Rules when box/unbox applies

JuergenD · November 19, 2020, 9:10pm

Aiming to be good citizen, I’ve followed PSA Make it easier to help you and prepared an, as much as possible, stripped down example

Not sure if that matters, I’m on Win10 using Julia 1.5.3

abstract type AbstractField{T} end

pos(this::AbstractField) ::UnitRange{Int} = this.pos
pos(this::AbstractField, start::Int) ::UnitRange{Int} = (start -= 1; start + pos(this).start : start + pos(this).stop)
start_pos(this::AbstractField) ::Int = pos(this).start
length(this::AbstractField) ::Int = pos(this).stop - pos(this).start + 1
get_bytes(this::AbstractField, buf::AbstractVector{UInt8}, start::Int=1) = view(buf, pos(this, start))

# -----------------------------------------------------------------------------
struct AsciiField <: AbstractField{AbstractString}
    name::AbstractString
    pos::UnitRange{Int}
end

# --------------------------------------------------------------------
struct Record
    fields::Vector{AbstractField}
end

get_field(this::Record, idx::Union{AbstractString,Int}) = this.fields[idx]

# --------------------------------------------------------------------
struct FWFile
    reclen::Int
    buf::Vector{UInt8}
    recdef::Record
end

function FWFile(; recdef::Record)
    buf = repeat(b"x", 1_000_000_000)
    return FWFile(105, buf, recdef)
end

function get_field(file::FWFile, idx::Union{AbstractString,Int})
    return get_field(file.recdef, 1)
end

# --------------------------------------------------------------------
values_2(this::FWFile, field::AbstractString) = values_2(this, get_field(this, field))
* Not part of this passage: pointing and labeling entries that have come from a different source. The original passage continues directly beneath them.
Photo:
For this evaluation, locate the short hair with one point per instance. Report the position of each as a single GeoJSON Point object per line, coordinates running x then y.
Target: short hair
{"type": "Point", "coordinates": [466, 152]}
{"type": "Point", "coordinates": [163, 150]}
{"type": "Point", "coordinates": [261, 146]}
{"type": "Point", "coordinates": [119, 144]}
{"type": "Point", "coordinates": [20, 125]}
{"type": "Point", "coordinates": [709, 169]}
function values_2(this::FWFile, field::AbstractField)
    start::Int = start_pos(field)
    reclen::Int = this.reclen
    stop::Int = sizeof(this.buf) - reclen
    range = start : reclen : stop
    flen::Int = length(field)
    @show range
    return (get_bytes(field, this.buf, i) for i in range)
end

function iter_loop(file::FWFile, field::Union{AbstractField,AbstractString})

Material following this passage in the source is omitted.